Read The Promise Page 2

To say that Lord Rafe was made uncomfortable by his father’s disapproval was something of an understatement. Rafe felt strongly his sire’s displeasure and it saddened him, but he could see no other course open to him.

  Rafe reached the door of his father’s apartments and halted, smoothing his hair across his brow and taking a deep breath. It didn’t occur to him that this little ritual might be considered strange in a man in his twenty eighth year. If asked he would have said it was a mark of respect. He would no more have entered battle without first rallying his troops, than enter his father’s presence in the hall without first being sure he was tidy.

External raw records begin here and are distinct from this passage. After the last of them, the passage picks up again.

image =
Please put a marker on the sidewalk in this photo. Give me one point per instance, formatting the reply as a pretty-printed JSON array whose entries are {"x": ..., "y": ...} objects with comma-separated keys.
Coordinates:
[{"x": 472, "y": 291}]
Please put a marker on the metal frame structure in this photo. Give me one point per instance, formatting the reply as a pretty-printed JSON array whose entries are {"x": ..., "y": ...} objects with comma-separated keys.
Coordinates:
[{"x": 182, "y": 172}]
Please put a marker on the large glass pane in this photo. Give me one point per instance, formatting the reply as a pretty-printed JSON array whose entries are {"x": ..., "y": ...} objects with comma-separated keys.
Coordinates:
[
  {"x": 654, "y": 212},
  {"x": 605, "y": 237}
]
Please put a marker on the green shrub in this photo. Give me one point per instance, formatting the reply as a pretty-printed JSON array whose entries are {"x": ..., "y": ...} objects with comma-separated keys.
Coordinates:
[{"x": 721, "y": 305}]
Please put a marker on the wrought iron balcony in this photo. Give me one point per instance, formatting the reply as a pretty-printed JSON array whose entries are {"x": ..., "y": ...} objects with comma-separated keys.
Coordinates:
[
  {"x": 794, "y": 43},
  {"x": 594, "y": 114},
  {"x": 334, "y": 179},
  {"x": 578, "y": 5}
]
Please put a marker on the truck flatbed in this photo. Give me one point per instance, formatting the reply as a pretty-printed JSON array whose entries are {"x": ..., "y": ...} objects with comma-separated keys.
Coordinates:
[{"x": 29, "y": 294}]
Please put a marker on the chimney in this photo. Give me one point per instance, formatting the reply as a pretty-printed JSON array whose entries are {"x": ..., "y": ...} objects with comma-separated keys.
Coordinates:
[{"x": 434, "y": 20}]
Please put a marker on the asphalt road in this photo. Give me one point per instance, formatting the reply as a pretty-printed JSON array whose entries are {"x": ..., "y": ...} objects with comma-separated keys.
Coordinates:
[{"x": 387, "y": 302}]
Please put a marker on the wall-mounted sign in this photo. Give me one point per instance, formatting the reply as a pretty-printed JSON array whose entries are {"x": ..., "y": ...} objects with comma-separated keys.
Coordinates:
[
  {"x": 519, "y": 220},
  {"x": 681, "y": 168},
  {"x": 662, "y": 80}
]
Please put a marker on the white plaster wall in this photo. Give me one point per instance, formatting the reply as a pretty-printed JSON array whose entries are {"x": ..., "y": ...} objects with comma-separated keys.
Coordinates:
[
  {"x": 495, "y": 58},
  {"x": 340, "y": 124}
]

  The wooden walls of the great hall were hung with tapestries and smoke from the fire filled the air, flavouring every breath. His father sat at the head of a long table, occupying a large, fur covered, chair set at an angle so that the warmth of the flames in the hearth reached him. He was speaking with a small wizened man dressed solely in black.

  “Master Rafe!”

  “Hello, Stilman.” Rafe smiled at the old servant. “I am come to speak with my father if he is free.”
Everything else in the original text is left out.